Even though this was only a one-day ocean passage, there were many factors to take into consideration when we planned it. When you drive somewhere you really only have to calculate how long it will take you based on how far it is and how fast you will drive. On a boat there are a couple of other important things to factor in. First and most important is the wind. Most non-sailors probably think the sails are like big bed sheets you hang up so the wind will push you toward your destination. In fact, the sails are more like airplane wings and the difference in pressure created by the air flowing on either side of the sails is what pulls the boat forward. You can read probably more than you want to know here.
We watched the weather reports, focusing on wind predictions, and saw that last Wednesday the wind was predicted to be from the northwest at 10-15 knots. This is a fairly light wind for most sailors, but we just repaired the mainsail and we wanted to take it easy on the first few times out so we could evaluate the repairs and look for any more potential issues in conditions where it wouldn’t be under too much stress. Also, the angle of the wind was favorable relative to our expected course. You can go almost anywhere on a sailboat, but you can’t sail directly into the wind.

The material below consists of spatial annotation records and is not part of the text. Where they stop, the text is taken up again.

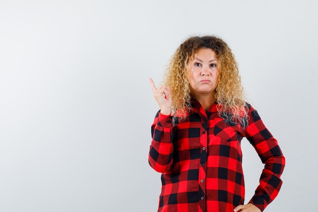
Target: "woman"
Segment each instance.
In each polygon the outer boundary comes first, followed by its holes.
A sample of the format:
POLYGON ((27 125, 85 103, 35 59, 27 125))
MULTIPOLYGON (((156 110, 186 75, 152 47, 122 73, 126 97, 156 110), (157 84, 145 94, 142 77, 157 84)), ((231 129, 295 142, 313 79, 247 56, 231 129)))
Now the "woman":
POLYGON ((237 64, 214 36, 191 37, 172 57, 157 88, 149 162, 162 173, 158 211, 263 211, 277 196, 285 159, 257 111, 244 99, 237 64), (244 204, 240 142, 265 168, 244 204))

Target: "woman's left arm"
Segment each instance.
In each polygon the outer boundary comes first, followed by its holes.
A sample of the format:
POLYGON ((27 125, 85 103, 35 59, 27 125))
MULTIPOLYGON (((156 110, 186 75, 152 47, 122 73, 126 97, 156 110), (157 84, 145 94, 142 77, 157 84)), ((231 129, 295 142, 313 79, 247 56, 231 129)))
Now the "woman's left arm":
POLYGON ((263 211, 280 189, 282 183, 280 176, 285 166, 285 158, 277 140, 267 130, 257 111, 250 105, 248 106, 249 117, 245 136, 265 164, 260 185, 248 203, 263 211))

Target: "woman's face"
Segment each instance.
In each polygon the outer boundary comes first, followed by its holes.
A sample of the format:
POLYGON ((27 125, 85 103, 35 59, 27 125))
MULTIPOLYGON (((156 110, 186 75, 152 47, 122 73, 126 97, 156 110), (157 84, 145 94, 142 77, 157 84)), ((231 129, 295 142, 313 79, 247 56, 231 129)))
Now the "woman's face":
POLYGON ((218 60, 213 50, 201 48, 195 54, 189 67, 191 94, 195 97, 212 95, 214 97, 218 76, 218 60))

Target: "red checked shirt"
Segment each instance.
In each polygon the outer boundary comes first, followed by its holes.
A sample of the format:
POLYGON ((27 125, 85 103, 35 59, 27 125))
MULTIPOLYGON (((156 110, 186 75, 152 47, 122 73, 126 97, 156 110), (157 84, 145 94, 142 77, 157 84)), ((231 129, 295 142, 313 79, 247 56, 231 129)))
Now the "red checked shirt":
POLYGON ((245 137, 265 167, 249 203, 262 211, 277 195, 285 158, 249 104, 246 127, 226 123, 214 104, 205 111, 193 101, 182 121, 158 112, 152 126, 149 162, 162 173, 158 211, 233 212, 244 200, 241 140, 245 137))

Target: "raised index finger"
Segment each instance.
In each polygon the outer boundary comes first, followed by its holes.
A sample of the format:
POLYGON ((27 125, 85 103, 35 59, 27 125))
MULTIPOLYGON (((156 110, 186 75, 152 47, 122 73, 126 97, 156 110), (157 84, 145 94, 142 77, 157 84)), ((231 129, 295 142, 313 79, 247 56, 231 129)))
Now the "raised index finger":
POLYGON ((152 88, 152 91, 155 92, 157 91, 157 88, 155 87, 154 85, 154 83, 153 82, 153 80, 151 78, 149 78, 149 81, 150 82, 150 84, 151 85, 151 88, 152 88))

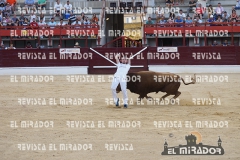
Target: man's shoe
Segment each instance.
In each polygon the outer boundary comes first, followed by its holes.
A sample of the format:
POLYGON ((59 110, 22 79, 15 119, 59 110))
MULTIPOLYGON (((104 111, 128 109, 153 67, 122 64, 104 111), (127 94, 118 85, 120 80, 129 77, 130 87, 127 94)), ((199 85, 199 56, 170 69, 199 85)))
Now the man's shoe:
POLYGON ((116 103, 116 107, 118 107, 118 106, 119 106, 119 98, 118 98, 117 103, 116 103))

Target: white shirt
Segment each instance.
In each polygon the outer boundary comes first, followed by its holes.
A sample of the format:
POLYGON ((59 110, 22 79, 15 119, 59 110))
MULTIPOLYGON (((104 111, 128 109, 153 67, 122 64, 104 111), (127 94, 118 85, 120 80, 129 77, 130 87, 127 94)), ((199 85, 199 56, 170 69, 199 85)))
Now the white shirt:
POLYGON ((182 13, 182 14, 178 13, 178 15, 177 15, 177 16, 180 16, 180 18, 181 18, 181 19, 183 19, 183 18, 186 18, 186 15, 185 15, 185 13, 182 13))
POLYGON ((65 5, 64 5, 64 8, 65 8, 66 10, 68 10, 68 11, 69 11, 69 10, 72 10, 72 4, 70 4, 70 3, 69 3, 69 5, 68 5, 68 4, 65 4, 65 5))
POLYGON ((57 11, 60 11, 62 9, 62 4, 61 3, 59 3, 59 4, 56 3, 54 5, 54 9, 56 9, 57 11))
POLYGON ((123 63, 118 63, 117 64, 117 71, 114 74, 115 77, 126 77, 129 69, 130 69, 129 64, 123 64, 123 63))
POLYGON ((33 21, 33 18, 35 18, 35 20, 37 21, 37 16, 35 14, 30 15, 30 23, 33 21))

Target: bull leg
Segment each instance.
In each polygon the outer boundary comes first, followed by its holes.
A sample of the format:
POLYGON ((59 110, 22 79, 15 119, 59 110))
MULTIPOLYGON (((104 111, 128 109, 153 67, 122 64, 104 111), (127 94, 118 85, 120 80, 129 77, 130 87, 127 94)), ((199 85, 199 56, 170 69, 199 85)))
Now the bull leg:
POLYGON ((170 94, 165 94, 164 96, 162 96, 161 98, 160 98, 160 100, 162 101, 162 100, 164 100, 164 98, 166 98, 167 96, 170 96, 170 94))
POLYGON ((172 99, 176 99, 178 96, 180 96, 181 92, 177 91, 177 93, 175 94, 175 96, 172 99))
POLYGON ((147 95, 146 95, 145 97, 146 97, 147 100, 148 100, 148 99, 149 99, 149 100, 153 100, 153 98, 150 97, 150 96, 147 96, 147 95))

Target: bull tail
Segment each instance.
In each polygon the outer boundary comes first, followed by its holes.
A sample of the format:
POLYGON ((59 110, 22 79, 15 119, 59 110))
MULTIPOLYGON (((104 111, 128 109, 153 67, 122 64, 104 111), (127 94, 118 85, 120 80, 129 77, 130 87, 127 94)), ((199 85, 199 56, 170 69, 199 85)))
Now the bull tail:
POLYGON ((189 83, 185 83, 184 79, 181 77, 181 80, 183 81, 183 83, 185 85, 189 85, 189 84, 195 84, 196 83, 196 74, 194 74, 194 77, 191 78, 192 82, 189 82, 189 83))

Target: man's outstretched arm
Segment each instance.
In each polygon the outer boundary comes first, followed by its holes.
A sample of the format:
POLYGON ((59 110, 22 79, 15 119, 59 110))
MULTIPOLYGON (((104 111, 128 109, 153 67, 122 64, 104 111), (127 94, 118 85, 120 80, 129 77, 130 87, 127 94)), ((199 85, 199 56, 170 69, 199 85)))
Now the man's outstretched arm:
POLYGON ((117 55, 115 56, 115 59, 116 59, 117 64, 120 63, 120 62, 119 62, 119 58, 120 58, 120 54, 117 54, 117 55))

The other important factors we needed to consider were the tides, both in the place we were leaving and in Charleston. If the tide was against us in either place we would be fighting a current pushing us away from where we wanted to go. And if the wind and current are moving in opposite directions, you can have a nasty chop that makes being on a boat an uncomfortable proposition. Izzy and I don’t like that at all.
I checked the tide tables to see when it would be best to leave Southport, and I also checked the tables for Charleston to see when a good arrival window would be. Then I did some calculations. If we were sailing at 6 knots it would take us so many hours, at 5 knots this many, at 4 knots that many, and so on. We chose our departure time accordingly and figured depending on the wind speed we’d arrive in Charleston between 7am and 12pm. Perfect. You never want to arrive in port in the dark if you can help it.

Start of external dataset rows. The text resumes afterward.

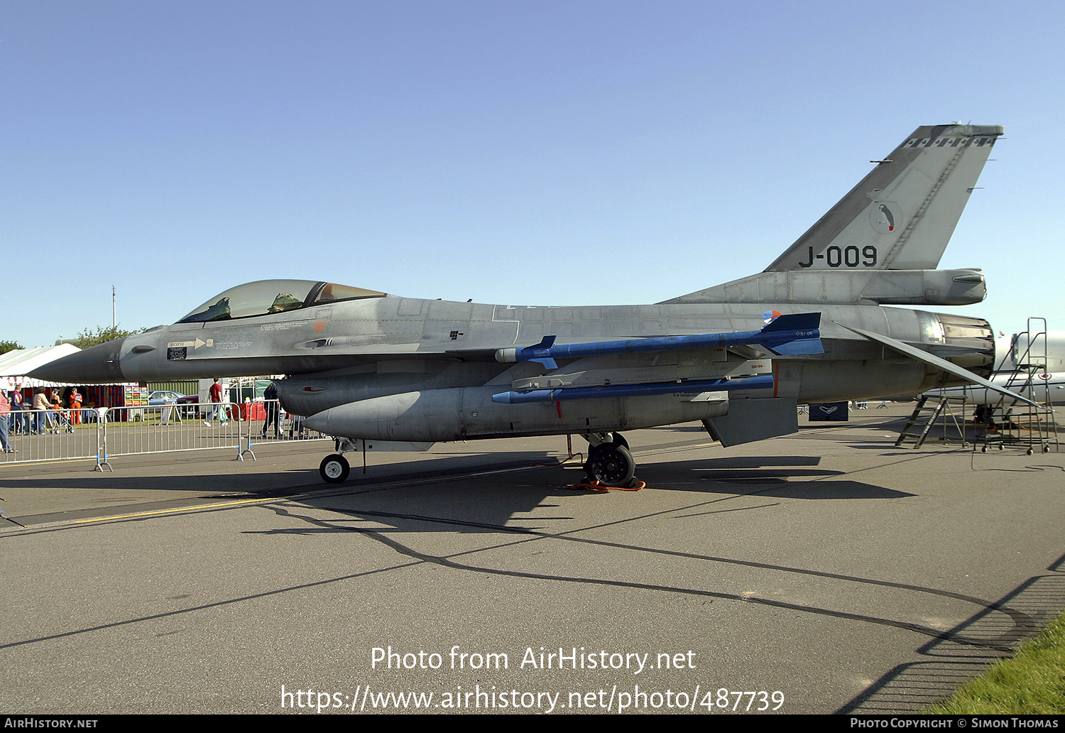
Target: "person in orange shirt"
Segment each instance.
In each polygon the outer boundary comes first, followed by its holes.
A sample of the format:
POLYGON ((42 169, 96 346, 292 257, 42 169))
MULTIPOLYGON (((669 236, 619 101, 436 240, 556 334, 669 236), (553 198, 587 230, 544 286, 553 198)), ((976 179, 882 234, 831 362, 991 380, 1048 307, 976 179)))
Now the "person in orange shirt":
POLYGON ((78 391, 77 387, 70 388, 68 402, 70 403, 70 422, 75 425, 81 425, 81 392, 78 391))

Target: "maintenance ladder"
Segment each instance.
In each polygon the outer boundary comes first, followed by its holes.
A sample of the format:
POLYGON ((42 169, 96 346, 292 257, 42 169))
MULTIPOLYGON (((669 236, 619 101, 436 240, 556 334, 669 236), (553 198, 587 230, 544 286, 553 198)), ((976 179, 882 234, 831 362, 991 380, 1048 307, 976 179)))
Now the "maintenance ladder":
POLYGON ((920 395, 917 397, 917 406, 914 407, 913 414, 910 416, 902 431, 899 433, 899 439, 895 441, 895 445, 901 447, 908 442, 913 442, 911 447, 920 447, 924 444, 924 440, 929 437, 929 433, 932 430, 932 426, 935 425, 936 420, 940 420, 941 418, 943 439, 945 441, 950 440, 948 428, 952 426, 957 430, 962 447, 965 447, 968 444, 965 439, 965 405, 966 400, 964 395, 920 395), (932 404, 930 405, 929 403, 932 404), (961 422, 958 422, 958 417, 961 417, 961 422))
MULTIPOLYGON (((1005 444, 1028 446, 1028 455, 1038 445, 1043 453, 1050 446, 1060 450, 1058 421, 1054 417, 1050 387, 1041 375, 1047 374, 1047 320, 1028 319, 1028 330, 1018 333, 1013 349, 1016 366, 1006 379, 1006 389, 1025 394, 1041 407, 1033 407, 1007 395, 999 397, 984 416, 982 431, 978 441, 981 451, 987 452, 993 445, 1001 451, 1005 444)), ((1003 363, 1005 357, 1003 357, 1003 363)))

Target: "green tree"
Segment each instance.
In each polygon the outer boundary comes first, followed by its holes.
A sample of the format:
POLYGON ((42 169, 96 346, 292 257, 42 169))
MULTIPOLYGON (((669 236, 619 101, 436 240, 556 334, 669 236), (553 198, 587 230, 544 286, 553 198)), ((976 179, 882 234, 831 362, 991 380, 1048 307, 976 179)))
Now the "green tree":
POLYGON ((78 333, 77 341, 73 341, 75 346, 78 348, 88 348, 89 346, 97 346, 101 343, 108 343, 109 341, 114 341, 115 339, 121 339, 127 336, 133 336, 134 333, 140 333, 144 329, 136 331, 127 331, 118 326, 97 326, 96 330, 91 330, 86 328, 85 330, 78 333))

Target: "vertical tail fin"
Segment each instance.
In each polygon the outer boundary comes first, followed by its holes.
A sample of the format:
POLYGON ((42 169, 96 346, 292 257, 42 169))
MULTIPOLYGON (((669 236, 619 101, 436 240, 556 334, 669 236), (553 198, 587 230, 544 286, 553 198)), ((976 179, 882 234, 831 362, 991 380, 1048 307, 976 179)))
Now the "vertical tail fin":
POLYGON ((766 268, 935 270, 999 125, 919 127, 766 268))
POLYGON ((663 303, 980 303, 979 270, 936 267, 1003 133, 919 127, 764 272, 663 303))

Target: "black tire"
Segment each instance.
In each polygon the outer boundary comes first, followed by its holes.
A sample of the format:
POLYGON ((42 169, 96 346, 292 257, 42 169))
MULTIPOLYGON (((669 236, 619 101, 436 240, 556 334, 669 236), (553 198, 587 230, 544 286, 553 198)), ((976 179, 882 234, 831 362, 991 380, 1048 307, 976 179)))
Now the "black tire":
POLYGON ((322 459, 318 473, 326 484, 343 484, 351 473, 351 466, 347 462, 347 458, 339 453, 332 453, 322 459))
POLYGON ((633 480, 636 461, 624 445, 604 443, 592 451, 585 463, 588 478, 607 486, 625 486, 633 480))

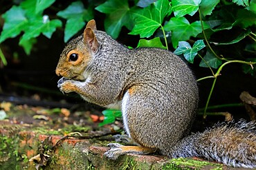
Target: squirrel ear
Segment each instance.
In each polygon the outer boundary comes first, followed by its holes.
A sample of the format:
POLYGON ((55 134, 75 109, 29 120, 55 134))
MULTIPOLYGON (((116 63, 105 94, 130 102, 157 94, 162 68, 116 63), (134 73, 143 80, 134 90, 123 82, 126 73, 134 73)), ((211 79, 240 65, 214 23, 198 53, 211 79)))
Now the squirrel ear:
POLYGON ((86 28, 88 27, 90 27, 93 31, 97 30, 96 23, 94 19, 92 19, 87 23, 86 28))
POLYGON ((92 52, 96 52, 98 50, 98 43, 93 29, 91 27, 86 26, 86 28, 84 29, 84 41, 92 52))

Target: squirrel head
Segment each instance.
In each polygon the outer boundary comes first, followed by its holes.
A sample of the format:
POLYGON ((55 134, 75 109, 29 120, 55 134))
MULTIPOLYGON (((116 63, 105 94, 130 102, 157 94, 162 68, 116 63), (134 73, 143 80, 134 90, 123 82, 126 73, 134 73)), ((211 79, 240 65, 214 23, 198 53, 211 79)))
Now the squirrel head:
POLYGON ((84 70, 98 50, 98 43, 94 32, 95 21, 88 22, 84 34, 71 40, 60 54, 56 74, 68 79, 84 81, 84 70))

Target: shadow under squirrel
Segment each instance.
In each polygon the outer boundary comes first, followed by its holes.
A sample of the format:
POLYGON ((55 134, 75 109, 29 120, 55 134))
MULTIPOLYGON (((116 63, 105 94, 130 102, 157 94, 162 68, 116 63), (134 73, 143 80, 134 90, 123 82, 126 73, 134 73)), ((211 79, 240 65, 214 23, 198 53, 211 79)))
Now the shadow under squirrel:
POLYGON ((97 30, 90 21, 84 34, 61 54, 58 87, 85 100, 120 108, 126 133, 137 146, 111 143, 104 155, 158 151, 171 158, 197 156, 233 167, 256 168, 255 123, 219 124, 188 136, 196 114, 198 87, 179 57, 157 48, 129 50, 97 30))

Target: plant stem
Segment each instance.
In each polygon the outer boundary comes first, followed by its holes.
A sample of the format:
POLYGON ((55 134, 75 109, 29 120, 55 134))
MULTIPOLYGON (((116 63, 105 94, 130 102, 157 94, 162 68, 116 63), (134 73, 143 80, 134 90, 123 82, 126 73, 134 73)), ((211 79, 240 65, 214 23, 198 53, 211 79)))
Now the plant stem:
MULTIPOLYGON (((207 109, 220 109, 223 107, 241 107, 244 106, 244 104, 240 103, 230 103, 230 104, 223 104, 223 105, 214 105, 214 106, 209 106, 207 109)), ((204 108, 199 109, 199 112, 203 111, 205 109, 204 108)))
POLYGON ((0 59, 3 61, 3 65, 7 65, 7 61, 6 59, 6 57, 3 55, 3 53, 2 52, 2 50, 0 48, 0 59))
POLYGON ((217 57, 219 59, 221 59, 221 60, 226 60, 223 57, 221 58, 219 57, 216 53, 215 52, 212 50, 212 47, 210 45, 210 43, 208 42, 208 41, 207 40, 207 38, 206 38, 206 35, 205 35, 205 32, 204 32, 204 28, 203 28, 203 20, 202 20, 202 17, 201 16, 201 11, 200 11, 200 9, 199 9, 199 19, 200 19, 200 22, 201 22, 201 26, 202 28, 202 32, 203 32, 203 37, 205 40, 205 42, 207 43, 207 45, 208 45, 208 47, 210 48, 210 51, 212 52, 212 54, 217 57))
POLYGON ((204 111, 203 111, 203 119, 206 118, 207 107, 208 107, 210 99, 212 96, 213 89, 214 88, 214 86, 215 86, 216 81, 217 81, 217 77, 215 77, 214 80, 213 81, 212 88, 210 89, 210 94, 209 94, 209 96, 208 96, 208 98, 207 99, 204 111))
POLYGON ((203 59, 203 58, 199 54, 197 53, 197 55, 199 55, 199 56, 203 61, 203 62, 205 63, 207 67, 208 67, 208 68, 212 72, 212 75, 214 76, 214 73, 213 72, 212 69, 210 67, 210 66, 208 65, 208 63, 207 63, 205 59, 203 59))
POLYGON ((215 78, 215 77, 214 76, 205 76, 205 77, 201 78, 199 79, 197 79, 196 81, 199 82, 199 81, 203 81, 203 80, 205 80, 205 79, 207 79, 207 78, 215 78))
POLYGON ((161 25, 161 29, 162 29, 162 31, 163 31, 163 37, 165 38, 165 45, 166 45, 166 50, 168 50, 167 39, 167 38, 166 38, 166 35, 165 35, 165 30, 163 30, 163 27, 162 26, 162 25, 161 25))
MULTIPOLYGON (((207 101, 206 101, 205 107, 204 111, 203 111, 203 118, 206 118, 206 111, 207 111, 207 109, 208 109, 208 107, 210 99, 210 98, 212 96, 213 89, 214 88, 214 86, 215 86, 217 78, 220 75, 219 74, 220 74, 221 70, 223 69, 223 67, 225 65, 228 65, 229 63, 243 63, 243 64, 247 64, 247 65, 254 65, 254 64, 256 64, 256 62, 244 61, 239 61, 239 60, 233 60, 233 61, 228 61, 223 63, 221 65, 221 67, 219 67, 219 69, 217 71, 216 74, 214 75, 214 80, 213 81, 212 88, 211 88, 211 89, 210 91, 210 94, 209 94, 208 98, 207 101)), ((210 76, 203 77, 203 78, 200 78, 199 80, 199 81, 201 81, 201 80, 203 80, 203 79, 206 79, 208 78, 211 78, 211 77, 210 77, 210 76)))
POLYGON ((251 35, 248 35, 248 36, 252 39, 255 42, 256 42, 256 39, 255 39, 254 37, 253 37, 251 35))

We had a perfect passage out the Cape Fear River with the outgoing tide pushing us along. When we got out into the ocean we discovered the wind was from the northeast, not northwest, so it was directly behind us instead of beside us. That meant we were going downwind, and this is the slowest point of sail. Seems counterintuitive, but downwind is the only time the wind is actually pushing you and you’re not taking advantage of the airfoil capabilities of the sails. You can see an overview of points of sail here.
We initially sailed “wing and wing,” which means one sail was way out on one side of the boat, the other sail way out on the other side. This is normally a pleasant, but not particularly fast, point of sail. I thought, if this keeps up my arrival predictions go out the window. But after a while, the wind came around to where it was predicted, from the northwest. On our course, that meant the wind was blowing over the side of the boat, or abeam. So both sails went out over the other side of the boat and were now functioning in their most efficient capacity, as airfoils. And we went fast. Oh no! I hadn’t calculated for 7 knots, let alone 8! That meant we would arrive in Charleston hours before we wanted to. But it was so enjoyable to be sailing after all the worry about our mainsail and all the motoring we’ve done since we bought EV, we just sat back and enjoyed the ride for hours.
I kept checking the weather reports and they said the wind would drop sometime in the evening so we decided to let EV strut her stuff figuring we’d eventually have to motor into Charleston. But the wind never died down. By midnight we were only an hour away from turning into the approach to Charleston harbor so I altered course a bit, taking us more downwind (slower) and away from Charleston (more distance.) But still, we’d arrive before daylight.
Finally, when Jack came on watch we reduced sail. In this case that meant we took down (doused) the jib, the one in the front, and we reduced the mainsail size (reefed) by rolling up most of it on our window-shade-like furler. That left us with just a small triangle of mainsail up and that finally cut our speed down to 4.5-5 knots. Still pretty fast, considering.
We probably should have reduced sail before nightfall when it’s easier to see what you’re doing and had a slower sail overnight, but sailors are almost always reluctant to do that when conditions are good and the boat is under control and moving well. We just kept thinking the wind was going to die down and we’d get as far as we could before we had to start the engines and motor in.
As it turned out, the combination of altering course and shortening sail put us into the harbor at daybreak, perfectly timed to have enough light to pick a good spot to drop the anchor. And then the Coast Guard spotted us. They were friendly and polite but we so wanted to go to sleep!
All in all, it was a good test for the repaired mainsail, which looks good except for the missing #4 batten, and we love how well EV sails, at least in optimum conditions. We know it won’t always be that way but we’ll enjoy it whenever it is.
3 Responses to Passage to Charleston, in English
What a great description of sailing strategies and tactics! I really learned something about how sailors put their minds to the task at hand. For example, I never knew sailing straight downwind was less than ideal, or why. Many thanks!
Thanks for the English explanation!
So much to know about to move your house down the coast. Thanks for the lesson in sailing, Marce.